The “actual malice” standard is unconstitutional because it is not really required by the original understanding of the First Amendment. As has been observed by Justice Clarence Thomas (and as I have argued at length here), the Founding generation—those responsible for writing and ratifying the First Amendment—did not hold that the Constitution requires that libel actions be judged under different standards for public figures. They held instead to a simpler principle: namely, that libel or defamation is not part of the freedom of the press, and that therefore legal actions against libel raise no constitutional problems. This Founding-era understanding, moreover, prevailed in much of America—and was reiterated by the Supreme Court—up until the New York Times Court changed course in 1964.
Finally, the “actual malice” standard is harmful because it introduces an indefensible inequality into our law of defamation and undermines our capacity for self-government.

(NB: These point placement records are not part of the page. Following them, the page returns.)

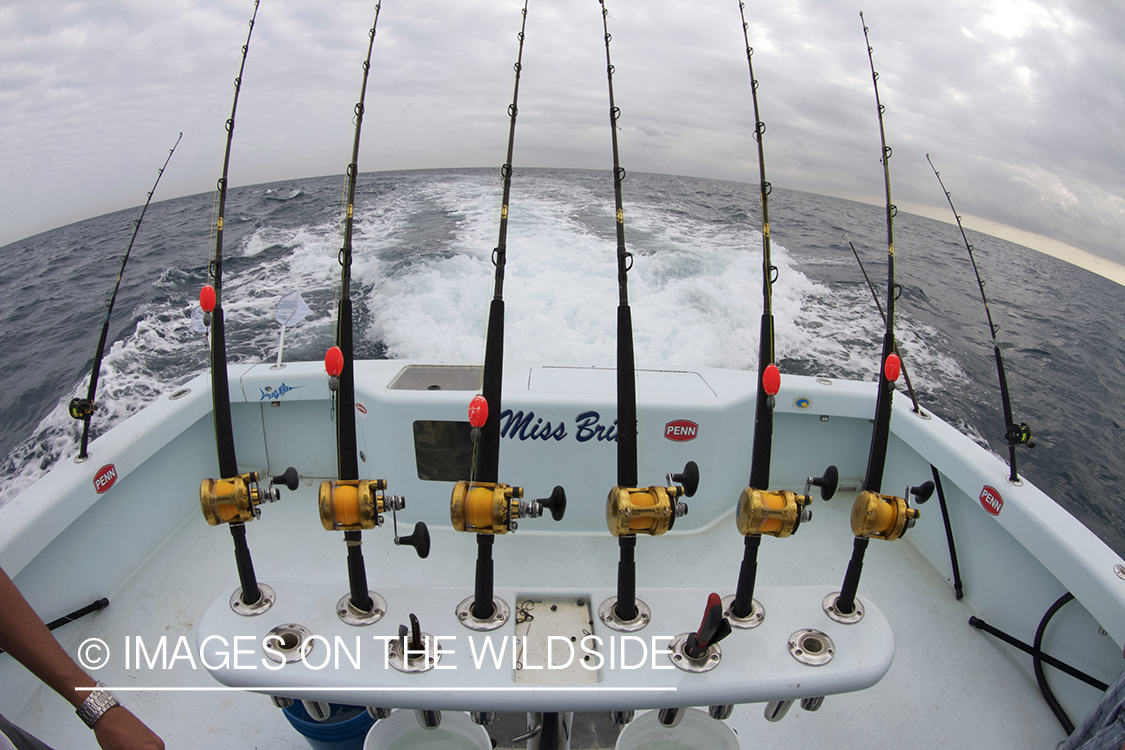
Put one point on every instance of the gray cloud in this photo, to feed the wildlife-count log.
(1019, 104)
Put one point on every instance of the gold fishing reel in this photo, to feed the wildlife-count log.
(887, 516)
(356, 504)
(651, 511)
(781, 513)
(776, 514)
(236, 499)
(485, 507)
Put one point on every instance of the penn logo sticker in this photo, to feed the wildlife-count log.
(991, 500)
(681, 431)
(105, 478)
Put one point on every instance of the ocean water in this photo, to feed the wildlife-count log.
(422, 281)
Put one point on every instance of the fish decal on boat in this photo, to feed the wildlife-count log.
(991, 500)
(276, 394)
(105, 478)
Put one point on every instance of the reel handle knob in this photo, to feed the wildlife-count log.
(556, 503)
(690, 478)
(289, 478)
(827, 482)
(420, 540)
(921, 493)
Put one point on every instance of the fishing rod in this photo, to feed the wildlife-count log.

One of the great promises of the American regime is equality before the law. That principle requires that the law protect the rights of all equally. The New York Times doctrine instead sets up a kind of class system in which the right to reputation of the famous or prominent—“public figures”—is less protected than that of ordinary people. This is no more consistent with America’s best traditions than if we were to declare that henceforth the property rights of the rich would be less protected than those of the poor and middle class.

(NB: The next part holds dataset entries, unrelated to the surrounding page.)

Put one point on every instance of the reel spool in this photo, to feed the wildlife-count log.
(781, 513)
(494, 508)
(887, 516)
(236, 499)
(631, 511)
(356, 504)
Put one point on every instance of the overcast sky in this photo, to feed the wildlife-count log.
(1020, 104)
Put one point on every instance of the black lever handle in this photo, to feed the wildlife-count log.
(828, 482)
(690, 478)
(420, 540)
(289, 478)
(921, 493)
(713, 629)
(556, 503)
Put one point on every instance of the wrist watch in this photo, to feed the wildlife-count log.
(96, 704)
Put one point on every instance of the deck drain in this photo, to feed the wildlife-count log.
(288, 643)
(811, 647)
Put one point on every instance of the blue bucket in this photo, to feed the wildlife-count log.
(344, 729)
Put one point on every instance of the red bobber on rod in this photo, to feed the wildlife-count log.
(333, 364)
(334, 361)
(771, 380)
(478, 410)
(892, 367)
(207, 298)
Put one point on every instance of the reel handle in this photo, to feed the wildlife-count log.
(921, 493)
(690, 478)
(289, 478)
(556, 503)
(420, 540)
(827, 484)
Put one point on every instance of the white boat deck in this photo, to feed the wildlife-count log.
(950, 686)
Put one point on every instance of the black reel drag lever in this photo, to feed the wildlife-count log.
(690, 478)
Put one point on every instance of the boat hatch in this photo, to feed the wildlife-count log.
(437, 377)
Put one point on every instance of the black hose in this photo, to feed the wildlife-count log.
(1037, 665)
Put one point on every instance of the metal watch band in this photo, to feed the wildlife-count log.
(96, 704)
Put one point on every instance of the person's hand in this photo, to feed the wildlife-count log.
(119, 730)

The New York Times court tried to justify the “actual malice” standard by appealing to the requirements of self-government. A healthy democracy, the Court contended, requires vigorous public debate—debate that the Court feared might be chilled by excessive libel actions in the absence of the actual malice standard. Whatever threats to freedom of the press may have concerned the Court in 1964, we can see today that the long-term tendency of the actual malice standard is to undermine the quality of democratic deliberation by eroding the factual reliability of the public discourse. The debate necessary for a healthy democracy must be not only vigorous but also accurate. For the people to govern truly, the information on the basis of which they make their political choices must be true. But the actual malice standard, by making it so difficult for a public figure to sue successfully for libel, perversely ensures that journalists have little legal incentive to ensure that their reporting and commentary are factually accurate.
Moreover, Nunes’s suit itself reminds us of who really benefits from the “actual malice” requirement. Nunes is not suing Rachel Maddow. He is suing her employer, NBC-Universal. We often think of reporting as being done by independent journalists. Under the spell of this vision, we may imagine that the “actual malice” standard protects such journalists from abusive lawsuits brought by powerful public figures. In reality, most journalists today—at least most of the really influential ones—are employees of massive media corporations. The actual malice standard, then, does not protect journalists so much as it protects those corporations. Viewed in this light, the privilege that the actual malice standard creates for journalism savors more of oligarchy than of democracy.
The New York Times doctrine, then, has not been the pure boon to democracy and the Constitution that its defenders claim.